Not sure. What I'm getting at it is this probably won't work correctly for everyone unless we treat it as browser across the board which can only be done through conditions as web internally doesn't wire to browser version of solid etc... It is interesting problem.

ryansolid avatar Dec 12 '23 20:12 ryansolid

Makes sense. It's pretty tough to hit every usecase gracefully.

When reading this section in solid-jest, I noticed that a user can choose the right preset to get what I assume to be the build of Solid that they want.

One of the reasons I'm using solid-js/html is, for simple projects, I tend towards not having a compiler.

So, I'm wondering if a similar concept can be applied here. Perhaps by importing something like solid-js/html/browser or solid-js/web/browser, we can get the hardcoded browser builds. I see that solid-js/web ends up importing solid-js. So, if solid-js/web/browser ended up importing solid-js/browser, that might be a graceful way to hit this usecase.

What do you think?

Edit: For additional context, I've found a decent workaround via a custom Node.js loader hook that rewrites imports for solid-js/* to the version that I want. I'm actually not able to use --conditions browser because that affects all packages, and I want the Node.js version of some packages.

A loader hook is a reasonable path, assuming that the test runner in use allows configuring Node.js arguments.

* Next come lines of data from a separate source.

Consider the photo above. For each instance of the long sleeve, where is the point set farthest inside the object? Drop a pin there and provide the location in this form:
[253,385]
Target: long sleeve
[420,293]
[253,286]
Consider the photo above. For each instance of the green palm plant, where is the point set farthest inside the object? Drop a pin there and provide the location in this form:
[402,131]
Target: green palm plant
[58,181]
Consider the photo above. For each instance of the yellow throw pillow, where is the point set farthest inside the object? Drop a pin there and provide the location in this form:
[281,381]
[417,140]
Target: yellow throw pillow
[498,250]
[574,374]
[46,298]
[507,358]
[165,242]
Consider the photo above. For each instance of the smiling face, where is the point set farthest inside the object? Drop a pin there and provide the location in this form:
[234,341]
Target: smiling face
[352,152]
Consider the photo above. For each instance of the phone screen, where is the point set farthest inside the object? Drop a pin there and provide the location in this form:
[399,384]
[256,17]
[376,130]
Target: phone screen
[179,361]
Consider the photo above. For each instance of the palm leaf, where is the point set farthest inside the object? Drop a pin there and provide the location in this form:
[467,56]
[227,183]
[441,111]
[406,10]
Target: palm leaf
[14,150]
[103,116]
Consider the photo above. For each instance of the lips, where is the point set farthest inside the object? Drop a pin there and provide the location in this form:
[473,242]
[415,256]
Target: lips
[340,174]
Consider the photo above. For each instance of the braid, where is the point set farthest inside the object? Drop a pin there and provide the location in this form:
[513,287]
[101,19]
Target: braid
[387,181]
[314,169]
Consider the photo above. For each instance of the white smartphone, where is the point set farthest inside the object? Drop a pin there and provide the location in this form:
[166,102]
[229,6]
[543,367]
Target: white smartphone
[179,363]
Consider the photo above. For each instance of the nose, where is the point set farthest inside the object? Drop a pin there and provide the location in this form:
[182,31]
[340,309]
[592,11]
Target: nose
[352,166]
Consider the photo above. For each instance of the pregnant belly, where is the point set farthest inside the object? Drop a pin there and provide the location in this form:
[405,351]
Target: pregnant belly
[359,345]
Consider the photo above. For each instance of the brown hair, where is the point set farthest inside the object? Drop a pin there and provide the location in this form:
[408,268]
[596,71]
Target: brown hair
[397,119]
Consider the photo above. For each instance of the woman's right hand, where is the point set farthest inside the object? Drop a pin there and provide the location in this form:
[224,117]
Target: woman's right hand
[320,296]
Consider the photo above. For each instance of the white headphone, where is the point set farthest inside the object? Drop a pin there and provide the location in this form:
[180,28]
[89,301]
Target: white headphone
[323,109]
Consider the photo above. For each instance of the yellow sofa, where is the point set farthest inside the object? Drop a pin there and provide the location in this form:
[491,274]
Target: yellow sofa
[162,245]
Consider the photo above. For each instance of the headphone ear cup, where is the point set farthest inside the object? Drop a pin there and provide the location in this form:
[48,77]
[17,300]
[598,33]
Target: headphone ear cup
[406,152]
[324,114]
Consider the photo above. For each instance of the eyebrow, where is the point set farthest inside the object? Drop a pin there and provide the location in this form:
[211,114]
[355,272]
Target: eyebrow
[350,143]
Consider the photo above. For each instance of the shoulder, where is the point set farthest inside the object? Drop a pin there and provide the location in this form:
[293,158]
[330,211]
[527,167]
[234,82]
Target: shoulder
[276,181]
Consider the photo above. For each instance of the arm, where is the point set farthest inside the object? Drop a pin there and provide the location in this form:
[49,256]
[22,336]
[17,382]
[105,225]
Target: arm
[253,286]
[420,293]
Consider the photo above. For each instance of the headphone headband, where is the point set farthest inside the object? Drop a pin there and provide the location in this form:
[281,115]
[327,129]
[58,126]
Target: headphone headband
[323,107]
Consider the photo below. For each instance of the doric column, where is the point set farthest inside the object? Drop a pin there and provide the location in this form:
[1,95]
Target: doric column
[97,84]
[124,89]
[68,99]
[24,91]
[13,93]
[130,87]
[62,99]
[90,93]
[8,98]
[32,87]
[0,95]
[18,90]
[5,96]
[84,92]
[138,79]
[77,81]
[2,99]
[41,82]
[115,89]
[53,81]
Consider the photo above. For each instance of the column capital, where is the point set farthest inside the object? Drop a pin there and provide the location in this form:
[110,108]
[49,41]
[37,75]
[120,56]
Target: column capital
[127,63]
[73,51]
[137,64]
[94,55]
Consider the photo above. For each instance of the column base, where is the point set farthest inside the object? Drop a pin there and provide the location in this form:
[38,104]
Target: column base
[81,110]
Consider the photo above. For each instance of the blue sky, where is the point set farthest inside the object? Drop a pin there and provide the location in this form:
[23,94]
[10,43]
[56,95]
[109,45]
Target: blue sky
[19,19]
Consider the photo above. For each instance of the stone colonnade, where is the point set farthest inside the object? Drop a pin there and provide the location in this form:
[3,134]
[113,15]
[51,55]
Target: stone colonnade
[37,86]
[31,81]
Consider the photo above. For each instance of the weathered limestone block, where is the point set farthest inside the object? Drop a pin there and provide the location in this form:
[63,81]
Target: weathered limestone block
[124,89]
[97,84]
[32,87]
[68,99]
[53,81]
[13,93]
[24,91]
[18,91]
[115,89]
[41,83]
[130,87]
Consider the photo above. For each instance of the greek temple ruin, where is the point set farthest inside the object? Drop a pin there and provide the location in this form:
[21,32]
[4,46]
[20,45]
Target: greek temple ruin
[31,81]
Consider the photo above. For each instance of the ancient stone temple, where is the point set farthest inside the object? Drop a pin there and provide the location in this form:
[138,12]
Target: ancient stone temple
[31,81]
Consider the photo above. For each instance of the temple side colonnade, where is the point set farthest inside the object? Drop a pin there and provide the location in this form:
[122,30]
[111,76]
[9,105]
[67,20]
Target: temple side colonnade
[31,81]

vinsonchuong avatar Dec 17 '23 22:12 vinsonchuong

I am hitting this issue in Vite/Vitest and am still looking for a workaround. Setting resolve.conditions is too intrusive in my use case and causes other side effects. So a direct kind of import would also be very helpful to me!

dan-lee avatar Dec 19 '23 20:12 dan-lee

I am hitting this issue in Vite/Vitest and am still looking for a workaround. Setting resolve.conditions is too intrusive in my use case and causes other side effects. So a direct kind of import would also be very helpful to me!

I think you are going have to depend aliasing then because this is a multi-package concern. While any package could just import from the right source (we expose dist) our core libraries which reference each other would not. Export conditions make sense here or bundler aliasing makes sense here but hard-coding the libraries doesn't particularly.

It doesn't really extend out well into the ecosystem either. We tend to ship as source to give maximum compilation flexibility to the end user so like intermediate libraries aren't going to do the combinatorics as well.

I think we should look at export conditions here a bit more and see if we can be more helpful in some way. Like we have a "server" export condition when people need that build regardless of node etc.. Maybe there is a way to get client that doesn't have other implications. That being said this hasn't been a problem for a lot of projects because the solid parts could be built with that setting and then the setting could be absent from the runtime when running.